Kant's theory was elaborated with an ingenuity and thoroughness that has given it a vast influence.  Yet few philosophers and fewer scientists today accept it.  Two discoveries, made since Kant wrote, have gone far toward discrediting it.  The first was the discovery of non-Euclidian geometries.  Kant accepted the view of Euclid that the whole of traditional geometry consisted of necessary truth; self-evident theorems were self-evidently demonstrated from axioms self-evidently true.  But early in the nineteenth century the Russian mathematician Lobachevski began to have doubts about the self-evidence of some Euclidian starting points, notably the postulate of parallels, which states that through a point outside a given line only one parallel to that line is possible.  He tried the experiment of assuming that more than one parallel could be drawn and found that with that assumption he could still construct a consistent geometry.  Euclid's geometry was not, then, as Kant thought, the only possible one.

Kant might have replied that it was at any rate the only one that applied to nature.  But on this point too his theory encountered trouble; it had the great misfortune of running afoul of Einstein.  In working out the implications of his theory of relativity, Einstein was able to calculate where a certain star should be seen during a solar eclipse on the assumptions first that the galaxies were arranged on a Euclidian pattern and then on a non-Euclidian.  The observation confirmed the latter.  Kant’s theory never looked the same again.

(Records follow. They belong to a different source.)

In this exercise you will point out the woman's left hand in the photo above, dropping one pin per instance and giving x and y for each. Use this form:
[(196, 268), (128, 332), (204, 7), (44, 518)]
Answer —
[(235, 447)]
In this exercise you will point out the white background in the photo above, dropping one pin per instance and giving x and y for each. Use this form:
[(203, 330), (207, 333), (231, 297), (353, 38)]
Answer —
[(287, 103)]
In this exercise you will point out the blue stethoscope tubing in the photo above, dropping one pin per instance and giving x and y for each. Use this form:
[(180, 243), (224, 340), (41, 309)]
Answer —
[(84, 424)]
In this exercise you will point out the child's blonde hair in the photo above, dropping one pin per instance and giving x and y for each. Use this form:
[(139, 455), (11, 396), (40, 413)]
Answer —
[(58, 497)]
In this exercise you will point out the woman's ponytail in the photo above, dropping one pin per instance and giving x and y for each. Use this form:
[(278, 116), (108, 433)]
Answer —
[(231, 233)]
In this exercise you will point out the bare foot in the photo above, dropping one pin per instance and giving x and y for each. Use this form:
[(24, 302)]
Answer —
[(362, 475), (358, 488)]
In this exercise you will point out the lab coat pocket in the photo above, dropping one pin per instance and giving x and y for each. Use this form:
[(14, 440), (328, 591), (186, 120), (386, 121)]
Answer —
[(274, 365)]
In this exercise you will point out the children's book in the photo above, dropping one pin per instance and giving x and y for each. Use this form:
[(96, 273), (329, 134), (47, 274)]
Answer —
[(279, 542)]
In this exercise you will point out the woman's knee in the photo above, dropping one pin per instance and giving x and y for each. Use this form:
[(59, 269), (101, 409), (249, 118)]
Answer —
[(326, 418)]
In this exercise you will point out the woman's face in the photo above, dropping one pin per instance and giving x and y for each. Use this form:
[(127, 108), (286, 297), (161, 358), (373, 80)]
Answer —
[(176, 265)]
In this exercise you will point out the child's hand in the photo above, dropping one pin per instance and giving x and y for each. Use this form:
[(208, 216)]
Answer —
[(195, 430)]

A fourth theory is of more recent appear-ance, though one of its proponents, F. C. S. Schiller, maintained that it was in substance as old as Protagoras.  This is the pragmatic theory.  In an essay on “Axioms as Postulates,” Schiller argued for it in an extreme form, but other and more plausible forms have been offered by Henri Poincaré, John Dewey, C. I. Lewis, and Ernest Nagel.  Its contention is that even those ultimate principles that have been accepted because they seemed self-evidently necessary are really adopted because they are the most efficient means to ends.  Why, for example, do we accept the law of contradiction?  Because of its necessity?  No, but because of its usefulness.  We find that by using it in our intellectual practice we can make our knowledge more precise, coherent, and systematic, which we very much want it to be.

But this pragmatic line of argument always seems to sag down under pressure.  Why should we want our ideas to be more precise, or more coherent, or more systematically organized?  Suppose someone announced that he was not interested in these things, and personally preferred vagueness, incoherence, and chaos.  We should regard such a person as excessively foolish if not unbalanced, and the reason is plain enough: It is that precision, coherence, and order are not themselves the end of the line; we want them because we want something else to which they are means.  We want them because they are aids to truth, because only as thought embodies them can we see things as they are.  Conformity to the law of contradiction is the accepted condition of conformity to fact.  That, not its practical usefulness, is the reason why we cling to it.

All of these theories have in recent years been pushed off into the shadow by a fifth theory, “logical empiricism.”  It agrees with Kant and the rationalists in holding that we do have necessary knowledge, inexplicable by any run of sense experiences.  But having made this clear, the logical empiricists turn round on the rationalist and say that this knowledge, far from revealing the nature of things, reveals nothing but our own intentions.  They argue for this view in three ways which converge to the same conclusion.  Necessary truths, they maintain, are linguistic, conventional, and analytic.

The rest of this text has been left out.